Shaping the future we want
Author: Buckler, Carolee
Publisher: UNESCO
ISBN: 9231000535
Category : Environmental education
Languages : en
Pages : 198
Book Description
Publisher: UNESCO
ISBN: 9231000535
Category : Environmental education
Languages : en
Pages : 198
Book Description
Cycles of Conflict, Centuries of Change
Author: Elisa Servín
Publisher: Duke University Press
ISBN: 9780822340027
Category : Business & Economics
Languages : en
Pages : 430
Book Description
DIVAnthology about three of the persistent crises that have wracked Mexican society throughout its modern history, asking why these ruptures occurred, why they mobilized Mexicans of all social classes, and why some led to significant political transformatio/div
Publisher: Duke University Press
ISBN: 9780822340027
Category : Business & Economics
Languages : en
Pages : 430
Book Description
DIVAnthology about three of the persistent crises that have wracked Mexican society throughout its modern history, asking why these ruptures occurred, why they mobilized Mexicans of all social classes, and why some led to significant political transformatio/div
Fashion and Modernity
Author: Christopher Breward
Publisher:
ISBN:
Category : Business & Economics
Languages : en
Pages : 278
Book Description
What is the relationship between fashion and modernity, and how is this unique relationship manifested in the material world?
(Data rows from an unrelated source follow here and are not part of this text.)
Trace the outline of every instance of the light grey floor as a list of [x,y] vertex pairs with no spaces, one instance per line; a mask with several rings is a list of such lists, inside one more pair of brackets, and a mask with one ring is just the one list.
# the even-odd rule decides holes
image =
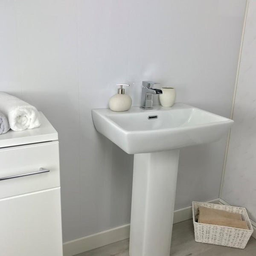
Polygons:
[[[76,256],[129,256],[128,248],[127,239]],[[251,237],[244,249],[197,243],[195,241],[192,220],[189,220],[173,225],[170,255],[256,256],[256,239]]]

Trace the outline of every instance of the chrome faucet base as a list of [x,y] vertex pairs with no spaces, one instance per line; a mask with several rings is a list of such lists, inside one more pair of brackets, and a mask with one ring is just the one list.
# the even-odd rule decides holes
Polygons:
[[141,91],[140,108],[144,110],[153,109],[153,94],[161,94],[162,90],[153,87],[154,84],[158,84],[150,81],[143,81]]

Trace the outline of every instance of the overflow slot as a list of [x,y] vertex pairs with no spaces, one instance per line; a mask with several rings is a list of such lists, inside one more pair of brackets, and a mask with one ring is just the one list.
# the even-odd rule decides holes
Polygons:
[[151,120],[151,119],[157,119],[158,118],[158,116],[157,115],[154,116],[148,116],[148,119]]

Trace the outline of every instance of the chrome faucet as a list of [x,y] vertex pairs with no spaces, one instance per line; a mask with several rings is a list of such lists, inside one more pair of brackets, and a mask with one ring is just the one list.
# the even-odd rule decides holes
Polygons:
[[153,88],[154,84],[158,84],[159,83],[150,81],[142,81],[140,108],[144,110],[153,109],[153,95],[161,94],[163,93],[162,90]]

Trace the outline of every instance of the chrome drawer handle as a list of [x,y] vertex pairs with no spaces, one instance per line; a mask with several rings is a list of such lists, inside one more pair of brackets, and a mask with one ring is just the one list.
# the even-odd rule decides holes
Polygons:
[[38,174],[38,173],[43,173],[43,172],[49,172],[50,171],[49,169],[46,169],[45,168],[40,168],[38,172],[29,172],[29,173],[25,173],[25,174],[20,174],[20,175],[15,175],[12,176],[8,177],[3,177],[0,178],[0,180],[8,180],[9,179],[12,179],[13,178],[17,178],[18,177],[23,177],[25,176],[29,176],[29,175],[33,175],[34,174]]

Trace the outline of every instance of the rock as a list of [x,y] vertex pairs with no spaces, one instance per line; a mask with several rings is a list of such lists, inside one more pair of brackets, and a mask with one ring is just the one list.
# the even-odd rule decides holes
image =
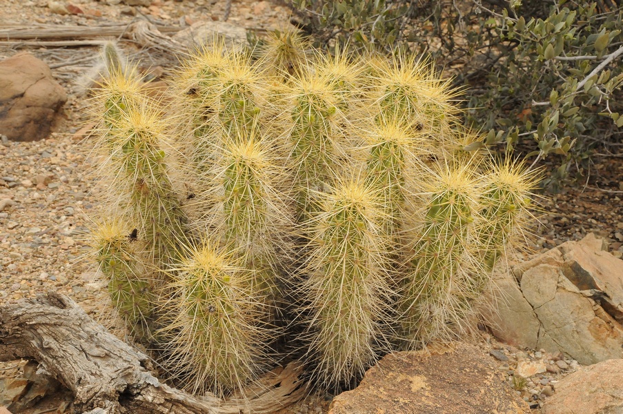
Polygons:
[[7,207],[10,207],[15,204],[15,201],[11,199],[2,199],[0,200],[0,211],[2,211]]
[[482,312],[493,334],[585,365],[623,357],[623,261],[603,248],[589,235],[497,275],[502,299]]
[[50,12],[56,13],[57,14],[69,14],[69,10],[67,10],[67,8],[65,7],[65,5],[61,1],[48,1],[48,8],[50,9]]
[[517,279],[506,273],[497,274],[496,278],[495,288],[500,293],[485,298],[483,319],[501,341],[517,348],[537,348],[541,324]]
[[506,362],[508,360],[508,357],[504,355],[504,353],[502,352],[498,349],[492,349],[489,351],[489,355],[497,359],[498,361],[502,361],[502,362]]
[[543,414],[623,413],[623,359],[578,368],[556,385]]
[[578,243],[558,248],[564,257],[562,272],[583,293],[588,291],[620,323],[623,322],[623,262],[603,251],[603,241],[591,233]]
[[466,344],[390,354],[359,386],[333,399],[329,414],[529,413],[492,360]]
[[128,6],[144,6],[145,7],[151,6],[151,0],[121,0],[121,2]]
[[54,179],[53,174],[39,174],[34,177],[34,183],[37,184],[37,190],[45,190],[48,188],[48,184],[52,182]]
[[558,368],[560,369],[568,369],[569,368],[568,364],[563,360],[556,361],[556,365],[558,366]]
[[247,41],[244,28],[225,21],[199,21],[178,32],[172,39],[192,50],[209,45],[215,37],[222,37],[228,48],[238,47]]
[[14,141],[47,137],[67,101],[42,61],[19,53],[0,61],[0,130]]
[[517,364],[515,373],[524,378],[530,378],[546,371],[547,367],[542,361],[520,361]]

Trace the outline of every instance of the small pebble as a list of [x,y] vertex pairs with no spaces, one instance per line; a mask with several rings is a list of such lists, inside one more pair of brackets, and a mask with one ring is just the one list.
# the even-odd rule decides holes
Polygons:
[[498,361],[506,362],[508,360],[508,357],[504,355],[503,352],[498,349],[491,349],[489,351],[489,355],[495,357]]

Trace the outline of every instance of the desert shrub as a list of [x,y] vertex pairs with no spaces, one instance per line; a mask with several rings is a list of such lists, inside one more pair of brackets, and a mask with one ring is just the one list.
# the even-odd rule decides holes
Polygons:
[[[582,175],[623,126],[623,9],[611,1],[293,0],[319,47],[423,56],[463,87],[465,121],[490,147],[517,148],[544,184]],[[613,150],[614,148],[614,150]]]

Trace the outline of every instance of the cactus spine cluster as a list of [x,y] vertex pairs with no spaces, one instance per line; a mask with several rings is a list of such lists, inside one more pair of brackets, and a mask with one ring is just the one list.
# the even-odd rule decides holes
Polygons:
[[193,392],[253,382],[284,335],[330,389],[392,348],[460,335],[529,218],[535,175],[463,150],[479,137],[431,65],[307,47],[289,31],[253,51],[215,41],[167,103],[105,50],[112,224],[95,226],[93,255]]

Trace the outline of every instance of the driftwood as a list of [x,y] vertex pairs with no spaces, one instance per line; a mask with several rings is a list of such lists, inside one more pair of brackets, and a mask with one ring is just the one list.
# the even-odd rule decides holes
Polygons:
[[103,41],[98,39],[103,37],[124,37],[136,41],[145,48],[155,48],[168,52],[180,53],[185,52],[188,49],[187,46],[175,41],[164,33],[175,33],[183,28],[179,26],[158,26],[146,20],[139,20],[128,26],[57,26],[35,28],[23,26],[1,28],[0,26],[0,41],[4,44],[12,41],[17,46],[26,43],[24,41],[30,41],[31,43],[36,41],[36,44],[47,44],[50,46],[84,46],[101,44]]
[[273,413],[305,396],[293,363],[246,390],[246,399],[193,397],[161,382],[146,355],[92,319],[66,296],[49,293],[0,307],[0,360],[37,361],[90,414]]
[[[0,40],[43,40],[46,39],[88,39],[93,37],[119,37],[127,32],[135,23],[128,26],[70,26],[42,25],[29,26],[0,26]],[[180,26],[155,26],[161,33],[174,33],[184,29]]]

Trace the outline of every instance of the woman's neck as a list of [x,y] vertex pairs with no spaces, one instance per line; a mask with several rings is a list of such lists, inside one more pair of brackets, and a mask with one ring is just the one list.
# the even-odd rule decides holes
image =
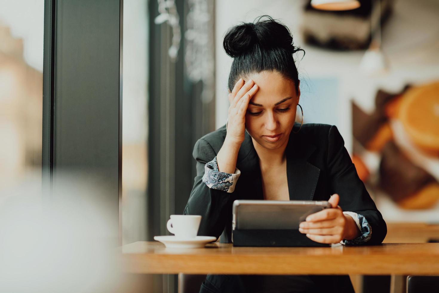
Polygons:
[[275,149],[270,149],[263,147],[255,141],[252,137],[252,140],[255,150],[258,154],[258,156],[259,157],[260,165],[271,166],[278,166],[285,163],[286,159],[285,150],[288,144],[288,139],[280,148]]

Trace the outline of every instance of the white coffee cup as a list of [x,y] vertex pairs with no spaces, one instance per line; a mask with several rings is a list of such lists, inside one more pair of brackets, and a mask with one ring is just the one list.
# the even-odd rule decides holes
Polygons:
[[166,228],[169,232],[178,238],[195,238],[200,227],[201,216],[193,215],[171,215]]

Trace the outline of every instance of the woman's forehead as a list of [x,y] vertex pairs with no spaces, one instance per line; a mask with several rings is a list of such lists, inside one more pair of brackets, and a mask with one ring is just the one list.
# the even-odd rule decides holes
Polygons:
[[263,71],[248,76],[259,87],[252,101],[264,106],[273,105],[286,98],[296,96],[294,83],[276,72]]

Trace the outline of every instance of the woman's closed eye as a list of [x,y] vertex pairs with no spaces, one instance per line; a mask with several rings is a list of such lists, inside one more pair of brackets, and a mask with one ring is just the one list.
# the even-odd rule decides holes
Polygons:
[[[277,109],[276,111],[280,112],[281,113],[283,113],[284,112],[286,112],[289,109],[290,109],[290,107],[288,107],[286,108],[281,108],[279,109]],[[250,111],[250,110],[247,110],[247,113],[252,116],[259,116],[259,115],[262,114],[263,112],[263,111],[261,111],[259,112],[252,112]]]

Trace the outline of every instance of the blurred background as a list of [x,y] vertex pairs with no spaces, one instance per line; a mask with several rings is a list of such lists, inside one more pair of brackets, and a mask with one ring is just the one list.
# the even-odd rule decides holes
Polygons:
[[[119,82],[115,92],[122,97],[121,104],[115,104],[119,107],[112,112],[114,116],[91,115],[82,124],[72,124],[80,117],[73,112],[73,104],[68,102],[72,100],[68,99],[78,104],[82,98],[88,103],[98,100],[83,94],[88,88],[79,80],[69,83],[65,72],[61,74],[57,66],[80,69],[95,57],[87,47],[90,43],[76,47],[60,43],[80,37],[65,28],[68,19],[61,16],[76,6],[94,3],[93,11],[101,14],[101,18],[90,23],[80,17],[74,20],[84,30],[84,38],[92,32],[96,39],[101,18],[111,11],[105,1],[68,2],[0,0],[1,210],[7,210],[11,198],[24,196],[17,191],[25,184],[31,184],[25,193],[35,193],[32,203],[44,202],[46,194],[40,191],[48,150],[68,174],[74,170],[81,176],[94,174],[81,173],[74,157],[65,159],[83,154],[101,160],[95,162],[99,170],[112,168],[104,160],[114,160],[115,185],[97,182],[101,182],[102,190],[114,187],[115,195],[102,197],[94,204],[114,202],[114,212],[107,215],[118,222],[113,237],[119,244],[168,235],[166,221],[171,214],[183,213],[193,184],[195,142],[225,124],[227,119],[227,80],[232,59],[223,49],[224,35],[241,22],[268,14],[286,25],[294,44],[306,52],[295,56],[304,123],[337,125],[359,175],[389,224],[385,241],[439,240],[436,0],[360,0],[359,8],[347,11],[317,9],[305,0],[124,0],[120,18],[108,21],[120,29],[120,56],[115,55],[119,58],[102,61],[113,65],[115,74],[120,71],[120,80],[110,84]],[[48,12],[54,4],[58,14]],[[72,15],[73,19],[75,14]],[[57,39],[47,39],[53,36],[49,29],[54,27],[47,24],[50,17],[58,18],[50,23],[57,24]],[[106,41],[104,37],[97,41]],[[47,45],[54,39],[57,46]],[[55,57],[50,48],[56,49]],[[80,54],[66,54],[74,53],[68,50]],[[68,62],[72,56],[75,64]],[[55,65],[45,67],[45,60],[55,57]],[[74,72],[70,78],[78,75]],[[43,77],[56,87],[44,91]],[[92,82],[99,83],[99,78]],[[83,91],[75,91],[77,87],[83,87]],[[104,90],[96,88],[94,96],[99,96],[100,90]],[[54,97],[54,107],[45,104],[48,98],[43,98],[43,91]],[[55,117],[50,129],[45,124],[45,111]],[[102,123],[100,131],[83,136],[87,125],[95,123]],[[103,143],[100,135],[103,137],[107,130],[115,132],[119,145],[107,142],[97,147]],[[45,137],[45,131],[54,134]],[[69,142],[57,138],[61,134]],[[47,146],[47,137],[57,142],[57,148],[50,143]],[[96,141],[90,141],[93,137]],[[90,145],[75,144],[81,140]],[[110,149],[115,155],[101,156]],[[58,165],[51,164],[47,170],[57,170]],[[175,276],[148,280],[148,284],[154,284],[151,292],[176,291]],[[356,289],[367,292],[363,279],[358,282]]]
This book considers how the relationship between fashion and modernity tests the very definition of modernity and enhances our understanding of the role of fashion in the modern world.
Publisher:
ISBN:
Category : Business & Economics
Languages : en
Pages : 278
Book Description
What is the relationship between fashion and modernity, and how is this unique relationship manifested in the material world? This book considers how the relationship between fashion and modernity tests the very definition of modernity and enhances our understanding of the role of fashion in the modern world.